Néanmoins, le volet individuel de la sobriété numérique comporte certaines limites. D’une part, l’insistance sur les gestes individuels peut entraîner les individus à se donner bonne conscience par rapport à leur empreinte environnementale numérique, ce qui pourrait les inciter à faire preuve d’incohérence.

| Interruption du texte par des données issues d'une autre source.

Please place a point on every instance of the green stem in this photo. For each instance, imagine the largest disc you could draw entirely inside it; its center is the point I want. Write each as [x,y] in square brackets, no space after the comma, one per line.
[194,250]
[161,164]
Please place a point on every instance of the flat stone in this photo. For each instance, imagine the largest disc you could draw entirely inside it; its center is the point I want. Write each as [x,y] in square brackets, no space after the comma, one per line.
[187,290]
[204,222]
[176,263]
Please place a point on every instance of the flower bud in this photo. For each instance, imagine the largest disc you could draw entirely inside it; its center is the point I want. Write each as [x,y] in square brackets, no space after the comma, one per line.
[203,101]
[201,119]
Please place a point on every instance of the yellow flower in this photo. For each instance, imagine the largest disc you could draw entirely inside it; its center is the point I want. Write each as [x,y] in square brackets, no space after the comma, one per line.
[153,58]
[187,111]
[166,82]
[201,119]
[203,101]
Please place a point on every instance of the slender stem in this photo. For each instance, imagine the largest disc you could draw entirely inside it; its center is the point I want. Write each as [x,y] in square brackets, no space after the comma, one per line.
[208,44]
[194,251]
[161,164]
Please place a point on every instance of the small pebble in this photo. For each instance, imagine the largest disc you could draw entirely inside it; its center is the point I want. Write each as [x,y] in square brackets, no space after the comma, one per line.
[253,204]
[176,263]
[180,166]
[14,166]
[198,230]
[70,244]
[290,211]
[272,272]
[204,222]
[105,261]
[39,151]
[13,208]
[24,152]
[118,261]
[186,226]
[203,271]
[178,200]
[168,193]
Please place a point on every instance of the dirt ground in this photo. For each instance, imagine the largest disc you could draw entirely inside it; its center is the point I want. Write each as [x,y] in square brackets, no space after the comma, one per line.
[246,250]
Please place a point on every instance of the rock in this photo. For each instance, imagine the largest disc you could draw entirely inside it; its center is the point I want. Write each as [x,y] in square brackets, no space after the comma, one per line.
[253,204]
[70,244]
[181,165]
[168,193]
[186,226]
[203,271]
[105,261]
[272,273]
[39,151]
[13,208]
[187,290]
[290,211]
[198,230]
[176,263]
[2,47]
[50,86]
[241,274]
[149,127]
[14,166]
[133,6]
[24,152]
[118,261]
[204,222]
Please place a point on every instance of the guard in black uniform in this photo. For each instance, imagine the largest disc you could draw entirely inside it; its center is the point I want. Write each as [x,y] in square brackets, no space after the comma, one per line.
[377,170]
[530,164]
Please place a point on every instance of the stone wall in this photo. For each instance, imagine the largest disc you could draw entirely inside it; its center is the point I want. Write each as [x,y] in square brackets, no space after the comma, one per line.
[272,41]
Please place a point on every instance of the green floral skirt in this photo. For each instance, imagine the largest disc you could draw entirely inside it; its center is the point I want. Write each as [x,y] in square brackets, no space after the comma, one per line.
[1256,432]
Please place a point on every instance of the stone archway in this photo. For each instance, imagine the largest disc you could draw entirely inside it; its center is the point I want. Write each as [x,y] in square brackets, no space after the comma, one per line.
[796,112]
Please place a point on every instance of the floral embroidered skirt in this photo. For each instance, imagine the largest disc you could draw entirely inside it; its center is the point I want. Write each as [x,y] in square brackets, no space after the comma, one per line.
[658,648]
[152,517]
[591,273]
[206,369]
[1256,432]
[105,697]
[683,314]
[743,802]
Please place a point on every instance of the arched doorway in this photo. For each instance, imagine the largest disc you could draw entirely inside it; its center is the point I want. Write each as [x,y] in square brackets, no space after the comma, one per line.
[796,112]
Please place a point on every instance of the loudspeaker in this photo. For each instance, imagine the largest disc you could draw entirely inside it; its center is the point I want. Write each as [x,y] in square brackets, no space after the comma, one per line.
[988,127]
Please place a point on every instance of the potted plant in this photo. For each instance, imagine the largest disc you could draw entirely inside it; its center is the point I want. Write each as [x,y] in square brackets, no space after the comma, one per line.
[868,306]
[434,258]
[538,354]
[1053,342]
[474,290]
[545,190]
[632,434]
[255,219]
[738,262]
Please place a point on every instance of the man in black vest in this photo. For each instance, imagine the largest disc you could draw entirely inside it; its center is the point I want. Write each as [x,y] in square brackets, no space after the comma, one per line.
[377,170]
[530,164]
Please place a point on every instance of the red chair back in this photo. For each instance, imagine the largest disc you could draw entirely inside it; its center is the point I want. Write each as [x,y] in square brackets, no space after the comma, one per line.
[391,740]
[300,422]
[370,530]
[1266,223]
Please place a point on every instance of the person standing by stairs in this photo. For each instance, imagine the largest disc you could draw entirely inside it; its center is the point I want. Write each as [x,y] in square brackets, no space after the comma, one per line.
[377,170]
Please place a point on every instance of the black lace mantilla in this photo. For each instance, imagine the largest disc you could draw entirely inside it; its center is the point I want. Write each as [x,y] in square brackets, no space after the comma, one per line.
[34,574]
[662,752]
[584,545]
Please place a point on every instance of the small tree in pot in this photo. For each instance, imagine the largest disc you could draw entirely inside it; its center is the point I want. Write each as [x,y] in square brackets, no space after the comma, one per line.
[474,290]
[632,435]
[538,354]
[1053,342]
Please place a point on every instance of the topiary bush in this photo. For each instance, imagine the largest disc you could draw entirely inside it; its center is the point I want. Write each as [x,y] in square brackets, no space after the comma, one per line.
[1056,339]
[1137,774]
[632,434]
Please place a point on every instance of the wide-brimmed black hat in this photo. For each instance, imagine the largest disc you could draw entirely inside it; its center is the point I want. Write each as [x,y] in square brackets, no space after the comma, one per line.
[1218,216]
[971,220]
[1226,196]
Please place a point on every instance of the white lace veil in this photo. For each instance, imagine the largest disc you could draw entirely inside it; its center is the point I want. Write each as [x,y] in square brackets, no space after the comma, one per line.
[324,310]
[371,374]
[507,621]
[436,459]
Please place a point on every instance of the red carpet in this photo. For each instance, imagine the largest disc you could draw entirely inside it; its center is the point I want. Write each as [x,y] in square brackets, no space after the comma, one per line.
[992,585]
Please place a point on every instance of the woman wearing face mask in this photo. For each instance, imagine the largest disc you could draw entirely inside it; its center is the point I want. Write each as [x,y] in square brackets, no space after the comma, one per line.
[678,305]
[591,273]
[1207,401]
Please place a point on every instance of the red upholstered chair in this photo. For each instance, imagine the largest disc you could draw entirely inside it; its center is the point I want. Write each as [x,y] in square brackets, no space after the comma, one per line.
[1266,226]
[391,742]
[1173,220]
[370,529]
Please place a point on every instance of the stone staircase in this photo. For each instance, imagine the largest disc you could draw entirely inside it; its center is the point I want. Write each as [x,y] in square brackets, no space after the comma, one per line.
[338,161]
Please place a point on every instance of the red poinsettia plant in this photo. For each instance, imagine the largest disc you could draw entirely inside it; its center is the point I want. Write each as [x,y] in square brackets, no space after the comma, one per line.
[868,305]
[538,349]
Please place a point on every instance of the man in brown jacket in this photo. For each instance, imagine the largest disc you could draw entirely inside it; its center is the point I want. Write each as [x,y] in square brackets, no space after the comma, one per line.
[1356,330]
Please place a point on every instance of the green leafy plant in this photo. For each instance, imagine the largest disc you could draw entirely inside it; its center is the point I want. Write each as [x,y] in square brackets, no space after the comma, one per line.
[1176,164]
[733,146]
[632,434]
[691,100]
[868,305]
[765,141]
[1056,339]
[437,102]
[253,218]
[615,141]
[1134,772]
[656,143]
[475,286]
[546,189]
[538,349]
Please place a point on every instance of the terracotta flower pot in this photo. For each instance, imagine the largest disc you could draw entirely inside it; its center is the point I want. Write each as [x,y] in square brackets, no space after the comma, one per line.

Ce pourrait être le cas pour une personne qui éteindrait toujours sa caméra en télétravail, mais qui, en contrepartie, multiplierait les trajets en voiture de type VUS. De la même façon, des entreprises peuvent se servir de la « sobriété numérique » dans une visée d’écoblanchiment, « une opération de relations publiques menée par une organisation, une entreprise pour masquer ses activités polluantes et tenter de présenter un caractère écoresponsable ». À cet égard, une entreprise pourrait se servir d’initiatives visant à réduire son impact environnemental du numérique afin de dissimuler d’autres activités industrielles qui sont beaucoup plus polluantes que les gains environnementaux obtenus.

D’autre part, les approches de la sobriété numériques axées sur la consommation individuelle ne permettent pas d’aborder de front les causes structurelles de l’impact environnemental du numérique. Par exemple, elles n’ont aucun effet sur « l’économie de l’attention », le modèle économique qui sollicite toujours plus la consommation numérique des individus dans une perspective marchande.

Ces limites indiquent la nécessité pour les gestes individuels « sobres » de trouver écho dans une démarche globale pour atteindre les objectifs visés sur le plan environnemental par le principe de sobriété numérique. Cet autre volet collectif de la sobriété numérique sera abordé dans un prochain Éthique Hebdo.

 

[1] Dans le but de sensibiliser la population à cet effet, The Shift Project a développé un outil appelé « Carbonalyser », une extension pour le navigateur Firefox qui permet de visualiser l’impact environnemental de sa consommation du numérique en ligne.